A Bormio, en plus, ils ont été un peu malades. Le lendemain (de la chute de Sarrazin) ç'a été difficile de prendre le départ de la course. Ce sont quand même des athlètes qui ont un mental fait pour ça. Ils l’ont démontré. Ce sont des mecs qui sont hyper costauds. Mais ça leur a demandé une énergie de fou. C’est pour ça que derrière, ils ont eu huit jours de repos. C'était nécessaire. On est sorti de là-bas, on était tous lessivés, le staff et les coureurs. Ça demande une grosse énergie pour sortir encore une course après ce qu’il s’est passé.

Quel est votre point de vue concernant la sécurité des skieurs. Y a-t-il des choses à améliorer?

Des choses à améliorer, c’est certain. Sur la préparation des pistes, il y a des choses que l’on ne doit pas avoir. Des neiges agressives après des neiges dures, ça, tous les athlètes nous disent que c’est ce qu’ils détestent. L’airbag, c’est une bonne avancée. Mais la FIS est revenue en arrière en acceptant que certains ne l’aient pas. Je ne trouve pas ça normal. Pour moi, à un moment donné, la FIS doit prendre ses responsabilités. Ceux qui n’ont pas l’airbag, ils ne skient pas, et c’est tout. En F1, il y a le halo, il y en a qui était contre et on a vu avec Grosjean comment ça s’est passé…

On parle notamment des combinaisons…

Oui, il y a les combinaisons. Mais aussi faire tester les pistes comme on le faisait avant.
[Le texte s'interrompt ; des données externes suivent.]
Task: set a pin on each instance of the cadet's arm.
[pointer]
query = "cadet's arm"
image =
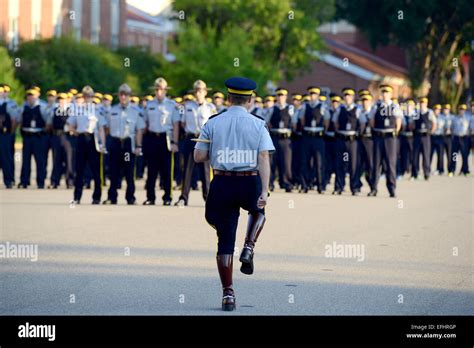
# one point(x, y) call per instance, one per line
point(264, 169)
point(201, 155)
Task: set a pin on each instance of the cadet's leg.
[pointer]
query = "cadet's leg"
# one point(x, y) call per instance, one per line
point(129, 171)
point(416, 156)
point(339, 183)
point(94, 159)
point(426, 156)
point(390, 149)
point(114, 159)
point(26, 161)
point(150, 149)
point(222, 213)
point(188, 171)
point(6, 159)
point(81, 157)
point(250, 189)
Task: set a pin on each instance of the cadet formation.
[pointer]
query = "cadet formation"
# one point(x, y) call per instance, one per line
point(332, 143)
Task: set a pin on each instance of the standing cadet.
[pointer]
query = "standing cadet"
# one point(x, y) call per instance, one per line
point(437, 140)
point(33, 120)
point(406, 138)
point(330, 141)
point(236, 184)
point(424, 123)
point(346, 125)
point(385, 120)
point(366, 143)
point(61, 147)
point(161, 140)
point(8, 117)
point(88, 124)
point(125, 125)
point(448, 139)
point(279, 119)
point(196, 114)
point(219, 101)
point(314, 121)
point(461, 138)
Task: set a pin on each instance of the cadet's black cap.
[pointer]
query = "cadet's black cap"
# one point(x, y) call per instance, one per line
point(240, 86)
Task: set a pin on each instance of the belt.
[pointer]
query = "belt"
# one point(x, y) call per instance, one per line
point(313, 133)
point(385, 134)
point(161, 134)
point(229, 173)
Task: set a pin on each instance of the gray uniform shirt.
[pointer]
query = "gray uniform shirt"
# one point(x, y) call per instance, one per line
point(160, 116)
point(87, 118)
point(236, 138)
point(123, 122)
point(195, 115)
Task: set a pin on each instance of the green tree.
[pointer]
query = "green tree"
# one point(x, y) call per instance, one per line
point(434, 33)
point(65, 63)
point(7, 75)
point(281, 33)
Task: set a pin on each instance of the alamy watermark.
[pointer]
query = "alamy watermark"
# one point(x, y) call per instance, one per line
point(346, 251)
point(24, 251)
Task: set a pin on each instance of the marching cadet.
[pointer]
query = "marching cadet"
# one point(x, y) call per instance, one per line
point(406, 138)
point(314, 121)
point(279, 119)
point(33, 120)
point(346, 125)
point(87, 123)
point(161, 140)
point(125, 126)
point(219, 101)
point(196, 114)
point(461, 138)
point(366, 143)
point(256, 106)
point(437, 140)
point(296, 141)
point(471, 127)
point(269, 103)
point(61, 147)
point(330, 141)
point(385, 120)
point(236, 185)
point(8, 120)
point(424, 123)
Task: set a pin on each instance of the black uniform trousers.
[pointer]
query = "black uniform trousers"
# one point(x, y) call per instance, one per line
point(461, 144)
point(448, 149)
point(385, 151)
point(438, 149)
point(62, 158)
point(86, 154)
point(189, 164)
point(7, 158)
point(159, 160)
point(297, 155)
point(346, 160)
point(313, 149)
point(406, 154)
point(421, 145)
point(34, 144)
point(281, 160)
point(227, 194)
point(121, 160)
point(329, 158)
point(365, 162)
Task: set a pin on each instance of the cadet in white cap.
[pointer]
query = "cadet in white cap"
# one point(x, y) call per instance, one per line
point(161, 139)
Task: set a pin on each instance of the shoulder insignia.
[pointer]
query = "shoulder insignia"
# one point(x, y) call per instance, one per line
point(217, 114)
point(257, 116)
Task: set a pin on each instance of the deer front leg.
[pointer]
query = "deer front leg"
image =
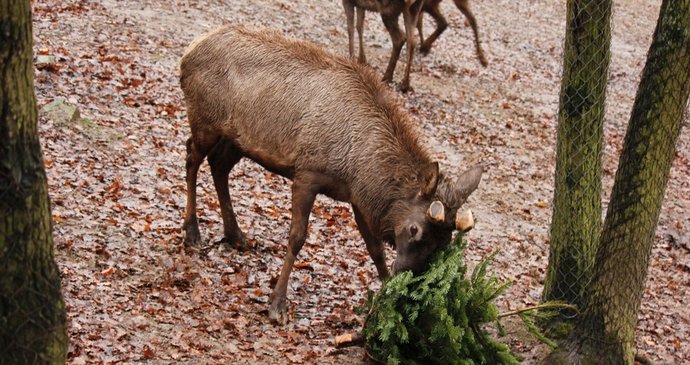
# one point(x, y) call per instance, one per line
point(303, 194)
point(441, 25)
point(464, 7)
point(222, 158)
point(196, 152)
point(349, 8)
point(410, 14)
point(391, 23)
point(375, 247)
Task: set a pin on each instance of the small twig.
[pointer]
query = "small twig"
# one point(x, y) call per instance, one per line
point(349, 339)
point(540, 306)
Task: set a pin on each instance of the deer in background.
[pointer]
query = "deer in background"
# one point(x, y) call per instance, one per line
point(390, 11)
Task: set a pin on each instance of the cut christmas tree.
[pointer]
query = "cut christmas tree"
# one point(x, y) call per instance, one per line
point(438, 316)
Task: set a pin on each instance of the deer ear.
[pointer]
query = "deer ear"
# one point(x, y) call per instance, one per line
point(429, 179)
point(468, 182)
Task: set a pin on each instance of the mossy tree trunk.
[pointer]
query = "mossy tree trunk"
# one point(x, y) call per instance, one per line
point(605, 333)
point(576, 220)
point(32, 312)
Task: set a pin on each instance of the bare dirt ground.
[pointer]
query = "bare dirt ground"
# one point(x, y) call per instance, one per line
point(118, 193)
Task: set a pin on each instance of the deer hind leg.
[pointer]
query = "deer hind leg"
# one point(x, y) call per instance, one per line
point(304, 190)
point(360, 26)
point(391, 24)
point(441, 24)
point(197, 149)
point(464, 7)
point(410, 15)
point(375, 247)
point(222, 158)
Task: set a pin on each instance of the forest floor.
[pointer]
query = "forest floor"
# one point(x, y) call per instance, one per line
point(116, 177)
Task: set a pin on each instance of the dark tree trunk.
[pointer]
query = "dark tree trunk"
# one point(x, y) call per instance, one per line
point(576, 220)
point(32, 313)
point(605, 333)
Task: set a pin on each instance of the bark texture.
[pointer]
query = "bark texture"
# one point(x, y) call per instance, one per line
point(605, 333)
point(32, 312)
point(576, 220)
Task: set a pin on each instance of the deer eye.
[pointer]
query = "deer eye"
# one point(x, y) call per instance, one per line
point(413, 230)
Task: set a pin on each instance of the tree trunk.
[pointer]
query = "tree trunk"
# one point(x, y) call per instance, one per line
point(605, 333)
point(576, 220)
point(32, 313)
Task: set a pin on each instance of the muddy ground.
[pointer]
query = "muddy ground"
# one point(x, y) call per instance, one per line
point(116, 179)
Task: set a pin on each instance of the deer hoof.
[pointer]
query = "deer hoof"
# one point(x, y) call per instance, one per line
point(278, 312)
point(192, 236)
point(405, 87)
point(483, 60)
point(236, 241)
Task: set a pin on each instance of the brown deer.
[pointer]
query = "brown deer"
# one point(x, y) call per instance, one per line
point(432, 8)
point(328, 124)
point(392, 11)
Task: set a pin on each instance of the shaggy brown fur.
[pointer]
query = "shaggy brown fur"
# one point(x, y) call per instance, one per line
point(323, 121)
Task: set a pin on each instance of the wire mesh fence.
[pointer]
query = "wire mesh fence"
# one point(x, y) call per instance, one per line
point(577, 231)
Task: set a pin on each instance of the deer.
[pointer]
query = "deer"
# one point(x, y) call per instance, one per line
point(390, 11)
point(332, 127)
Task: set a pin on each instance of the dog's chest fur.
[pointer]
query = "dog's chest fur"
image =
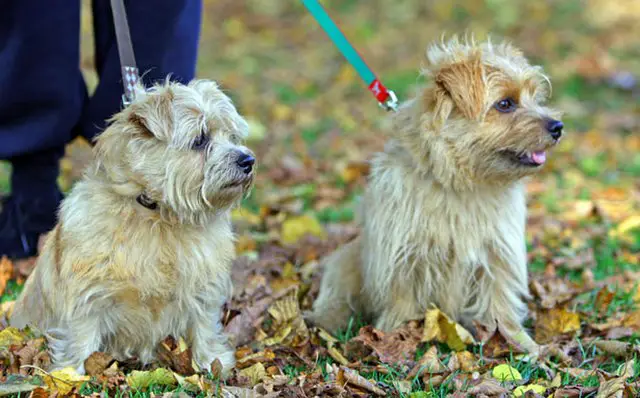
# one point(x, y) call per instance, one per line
point(149, 277)
point(437, 245)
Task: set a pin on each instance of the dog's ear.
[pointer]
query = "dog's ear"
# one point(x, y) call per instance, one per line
point(460, 85)
point(151, 116)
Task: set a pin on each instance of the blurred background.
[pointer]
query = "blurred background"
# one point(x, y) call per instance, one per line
point(314, 124)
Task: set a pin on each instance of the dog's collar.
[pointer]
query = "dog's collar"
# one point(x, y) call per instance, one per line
point(145, 201)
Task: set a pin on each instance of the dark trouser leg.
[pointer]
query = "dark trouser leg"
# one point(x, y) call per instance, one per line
point(165, 36)
point(41, 98)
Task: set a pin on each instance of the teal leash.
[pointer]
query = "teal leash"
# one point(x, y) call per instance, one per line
point(386, 98)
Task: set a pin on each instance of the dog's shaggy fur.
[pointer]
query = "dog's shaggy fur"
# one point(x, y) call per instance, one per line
point(119, 277)
point(443, 218)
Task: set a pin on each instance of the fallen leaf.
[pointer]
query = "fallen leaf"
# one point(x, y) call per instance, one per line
point(505, 372)
point(555, 322)
point(242, 326)
point(439, 327)
point(465, 361)
point(488, 388)
point(499, 344)
point(10, 336)
point(6, 272)
point(522, 390)
point(288, 323)
point(176, 355)
point(97, 363)
point(429, 363)
point(255, 373)
point(628, 225)
point(15, 389)
point(397, 346)
point(140, 380)
point(614, 388)
point(64, 380)
point(616, 348)
point(249, 360)
point(295, 228)
point(38, 392)
point(346, 375)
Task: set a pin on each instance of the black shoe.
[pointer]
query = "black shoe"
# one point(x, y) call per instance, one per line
point(23, 220)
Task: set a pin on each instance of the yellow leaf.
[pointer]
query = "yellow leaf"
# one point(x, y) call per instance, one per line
point(64, 380)
point(537, 388)
point(505, 372)
point(139, 380)
point(439, 327)
point(255, 373)
point(628, 225)
point(295, 228)
point(10, 336)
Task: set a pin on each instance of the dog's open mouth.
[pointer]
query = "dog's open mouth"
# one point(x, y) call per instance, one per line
point(531, 159)
point(237, 183)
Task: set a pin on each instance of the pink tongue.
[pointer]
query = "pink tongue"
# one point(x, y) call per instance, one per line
point(539, 157)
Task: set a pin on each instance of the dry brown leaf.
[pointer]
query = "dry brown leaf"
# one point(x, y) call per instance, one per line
point(464, 361)
point(616, 348)
point(337, 356)
point(248, 360)
point(288, 323)
point(603, 299)
point(499, 344)
point(554, 323)
point(255, 373)
point(397, 346)
point(176, 355)
point(97, 363)
point(632, 321)
point(428, 364)
point(615, 387)
point(242, 327)
point(488, 387)
point(39, 392)
point(350, 376)
point(573, 392)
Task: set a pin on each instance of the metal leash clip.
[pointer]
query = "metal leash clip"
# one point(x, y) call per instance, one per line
point(391, 104)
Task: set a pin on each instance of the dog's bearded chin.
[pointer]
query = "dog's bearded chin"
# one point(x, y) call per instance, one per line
point(238, 182)
point(529, 158)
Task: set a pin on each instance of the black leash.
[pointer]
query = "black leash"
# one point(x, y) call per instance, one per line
point(128, 68)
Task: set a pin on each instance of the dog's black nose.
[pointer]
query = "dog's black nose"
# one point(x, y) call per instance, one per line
point(245, 162)
point(554, 127)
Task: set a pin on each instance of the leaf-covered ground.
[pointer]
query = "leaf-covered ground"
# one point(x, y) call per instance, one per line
point(314, 126)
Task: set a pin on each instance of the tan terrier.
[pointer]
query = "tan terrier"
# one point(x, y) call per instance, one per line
point(443, 218)
point(144, 244)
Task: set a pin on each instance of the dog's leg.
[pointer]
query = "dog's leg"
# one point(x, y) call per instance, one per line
point(340, 289)
point(403, 308)
point(209, 342)
point(72, 345)
point(507, 292)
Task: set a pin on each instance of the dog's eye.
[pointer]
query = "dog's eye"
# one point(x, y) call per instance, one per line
point(506, 105)
point(200, 142)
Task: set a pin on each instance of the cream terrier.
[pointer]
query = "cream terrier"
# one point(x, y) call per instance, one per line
point(443, 218)
point(144, 244)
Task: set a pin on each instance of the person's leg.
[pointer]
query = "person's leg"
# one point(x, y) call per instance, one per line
point(42, 93)
point(165, 36)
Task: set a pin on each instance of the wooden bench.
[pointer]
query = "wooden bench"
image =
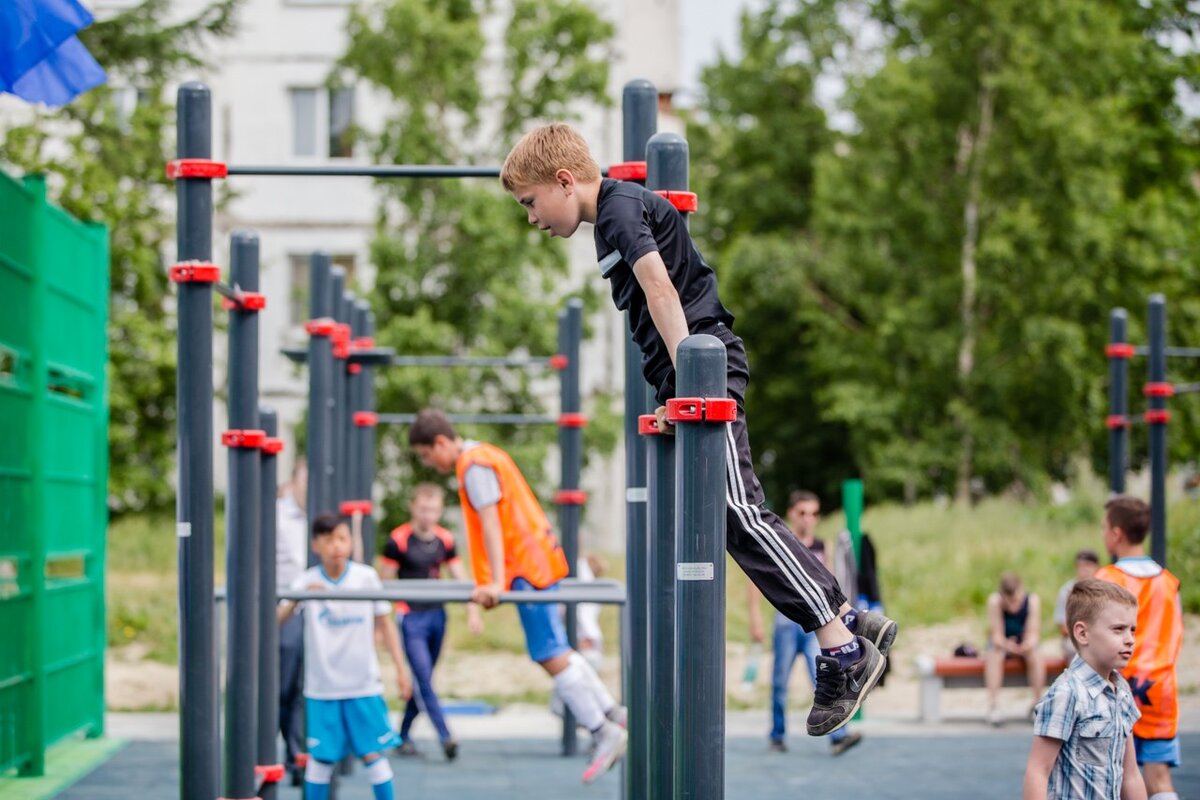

D’anciens coureurs pourraient faire ça, qu’ils donnent leur avis la semaine d’avant. Dire si les bosses volent trop. On ne doit pas arriver sur une piste avec une bosse qui vole trop. Après, à nous de travailler en collaboration avec la FIS, les organisateurs, pour améliorer les choses. C’est un sport, que ce soit en amateur ou professionnel qui est accidentogène et on doit améliorer ça. L’image pour le sport n’est pas forcément bonne, de voir tous ces blessés.

La préparation des pistes est-elle devenue un sujet plus important que de faire ralentir le matériel?

C’est un tout. Le matériel, le problème, c’est qu’ils ont déjà essayé de le ralentir, en rallongeant les skis en géant. Les marques travaillent. Les athlètes deviennent plus fort physiquement et techniquement. Ça progresse tout le temps. On va toujours aussi vite. Il faut travailler beaucoup de choses. Le problème est que, si le matériel a progressé, les pistes sont les mêmes. Elles ne sont pas plus larges. L’idéal serait qu’elles fassent le double de largeur comme en F1 où il y a des espaces pour s’arrêter mais nous ce n’est pas possible en ski. Il faut se remettre un peu en question. Et réfléchir comment améliorer.